Unions representing workers at 20 different early childhood education employers across NSW, the ACT and Victoria will go before the Fair Work Commission on Tuesday – the first day the new laws come into effect.
Independent Education Union NSW/ACT secretary Mark Northam said it was the first step to addressing issues across the sector.
“Four-year university-trained ECEC (early childhood education and care) teachers in some long day care centres are only paid modern award rates,” he said in a statement.
“This means they could be earning $30,000 a year less than school teachers with the same qualifications.”
Workplace Minister Tony Burke said the new bargaining laws would help get wages moving.
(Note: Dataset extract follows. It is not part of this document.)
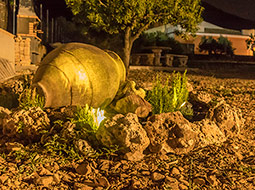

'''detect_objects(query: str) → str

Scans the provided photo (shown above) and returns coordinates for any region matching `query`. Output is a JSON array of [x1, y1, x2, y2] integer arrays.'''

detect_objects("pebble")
[[75, 162, 92, 176], [171, 167, 181, 176], [193, 177, 206, 185], [165, 176, 179, 189], [207, 175, 218, 186], [179, 179, 189, 186], [179, 183, 189, 190], [0, 174, 8, 184], [53, 174, 61, 184], [98, 159, 111, 171], [95, 177, 110, 188], [151, 172, 165, 181], [35, 176, 54, 187], [74, 182, 93, 190]]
“The reason the government changed the laws last year … was because a whole lot of people who got themselves in front of the award had done it through enterprise bargaining, but in feminised industries like early childhood education, it just wasn’t working,” he told ABC Radio.
“It’s not just getting wages moving when it’s a feminised industry – it also helps close the gender pay gap.”
Under the reforms legislated last year, parents and carers of children will have better access to flexible working arrangements to help juggle responsibilities, and the Fair Work Commission now has bolstered powers to resolve bargaining disputes.
Business groups are concerned by multi-employer bargaining, citing unintended consequences for employees.
The coalition argued multi-employer bargaining would drag Australia back to the 1970s, resulting in widespread strikes and disruptions.
Meanwhile, the ACTU is challenging business groups opposed to the federal government’s planned labour-hire worker reforms.
The government is seeking to introduce “same job, same pay” laws, which would close loopholes allowing companies that have negotiated a pay rate with their workers to then pay labour-hire contractors less for the same job.
Eight industry groups – including the Australian Chamber of Commerce and Industry, the National Farmers Federation, the Minerals Council and the Business Council of Australia – have united to oppose the reform, arguing it would deny contract workers the ability to negotiate “more pay for harder work”.
Opposition workplace spokeswoman Michaelia Cash said the proposal would be detrimental to business.
“It’s not limited to labour hire,” she told ABC Radio.
“Listen to the employers – it also covers any service contractors who provide services to another business.
“At a time when businesses across Australia are crying out for staff, Labor look to introduce legislation which will tie Australia’s employers up in red tape and make it more difficult to hire Australian workers.”
Mr Burke said businesses were still taking part in negotiations on labour-hire issues but hit back at claims made by the groups.
“Yesterday was one of the strangest debates I’ve ever found myself in because business was running a passionate campaign against a policy that the government is not proposing,” Mr Burke said.
ACTU secretary Sally McManus pointed to the national carrier, Qantas, saying union research showed it had split its cabin crew workforce across 14 companies and contractors.
This had the effect of driving down wages and conditions, she said.
“There are staff that have been employed for over a decade on labour-hire contracts who are now onboard managers, yet get paid less than directly employed Qantas staff,” Ms McManus said.
“If their skills are valued enough to become management, they should be rewarded as such.”